Like models for other complex psychiatric disorders, those for PPD are not necessarily intended to recapitulate all possible risk factors and the entire symptomology. Nonetheless, they can be used to study certain aspects of the disorder, particularly at cellular, neurochemical, and molecular levels of analyses that may not be as readily feasible in humans. Due to the conservation of major neural, neurotransmitter, and neuromodulatory systems between rodents and humans, it is expected that novel mechanistic insights gained from animal models of PPD will be relevant to human mothers.
The mesolimbic reward system
The brain undergoes dramatic alterations during pregnancy and the postpartum period that are essential for optimizing emotional well-being and caregiving abilities (Barrett and Fleming 2011; Rilling 2013; Kim et al. 2016; Swain and Ho 2017). Many brain regions and systems exhibit modifications, although there is considerable overlap in the neural circuits which regulate mood and various aspects of mothering (Pawluski et al. 2017). Thus, a possible way both depression and maternal disturbances might arise during the postpartum period would be if the normative, adaptive changes in these overlapping circuits failed to occur (Hillerer et al. 2012; Duan et al. 2017). Few studies have explicitly tested this hypothesis by performing direct comparisons of non-mothers to mothers with and without PPD. Even so, the available evidence points to key neural changes during motherhood and in PPD with both human and animal studies implicating the mesolimbic system (Pechtel et al. 2013; Moses-Kolko et al. 2014; Duan et al. 2017; Pawluski et al. 2017).

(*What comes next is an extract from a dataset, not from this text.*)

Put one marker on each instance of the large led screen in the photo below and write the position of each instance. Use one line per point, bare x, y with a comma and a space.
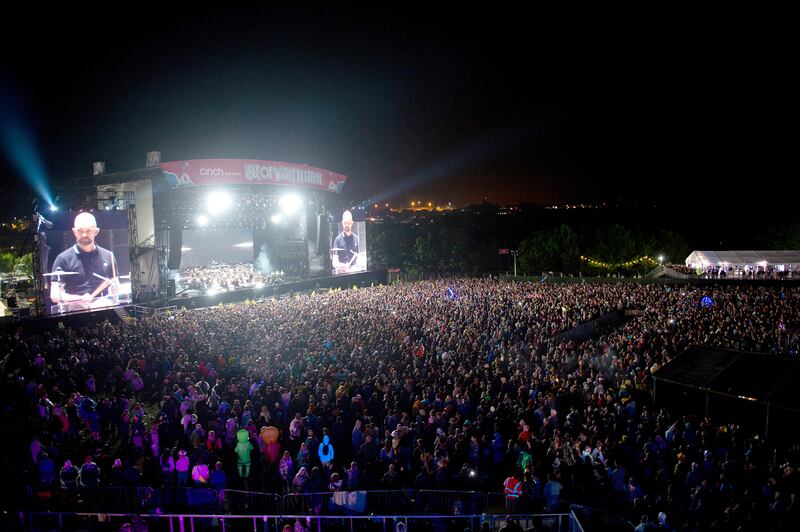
349, 245
85, 261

The mesolimbic system (Fig. 2) consists primarily of dopaminergic neurons in the ventral tegmental area (VTA) of the midbrain that project to the nucleus accumbens (NAc), part of the ventral striatum (Sesack and Grace 2010). The VTA-NAc circuit plays a well-established role in processing rewards and motivated behavior (Salamone et al. 2016). DA neurons in the VTA also innervate cortical areas, the amygdala, and hippocampus and in doing so link reward processes to cognitive and emotional function (Sesack and Grace 2010; Russo and Nestler 2013). The mesolimbic reward system has been a target in neurobiological investigations of PPD mechanisms based on known dopaminergic/reward changes which occur after parturition, the role of this system in healthy caregiving (Stolzenberg and Numan 2011; Moses-Kolko et al. 2014; Swain and Ho 2017) and also because of convergent findings of reward system dysfunction and diminished DA in MD (Dunlop and Nemeroff 2007; Russo and Nestler 2013; Admon and Pizzagalli 2015).
The reward system in PPD: humans
The neural correlates of PPD have been investigated using functional magnetic resonance imaging (fMRI) approaches. The first fMRI study of PPD was done by Silverman et al. in 2007 and since that time, approximately twenty others have been published (Fiorelli et al. 2015; Duan et al. 2017; Pawluski et al. 2017). Although not all of these were designed to assess the reward system, nine studies to date have identified mesolimbic dysfunction in depressed mothers (Table 1). Consistent with the anhedonia features of PPD, some of this work has provided evidence for a blunted striatal response to positive, rewarding stimuli. For example, positive words (Silverman et al. 2007) were shown to elicit less activation of the striatum in mothers with PPD relative to healthy mothers. Similarly, in response to positive faces, mothers with higher levels of depressive symptoms exhibit reduced striatal activity (Morgan et al. 2017). In other work using a monetary reward task, Moses-Kolko et al. (2011) found that although initial activation of the ventral striatum was similar in depressed and healthy mothers, depressed mothers’ responses rapidly attenuated to baseline while healthy mothers had a sustained response to reward. This rapid attenuation suggests blunted reward function which could contribute to decreased motivation in PPD. However, this may not be the case for all mothers with PPD as a more recent study found that decreased reward-related ventral striatal activity does not generalize to young mothers with less severe depressive symptoms (Moses-Kolko et al. 2016).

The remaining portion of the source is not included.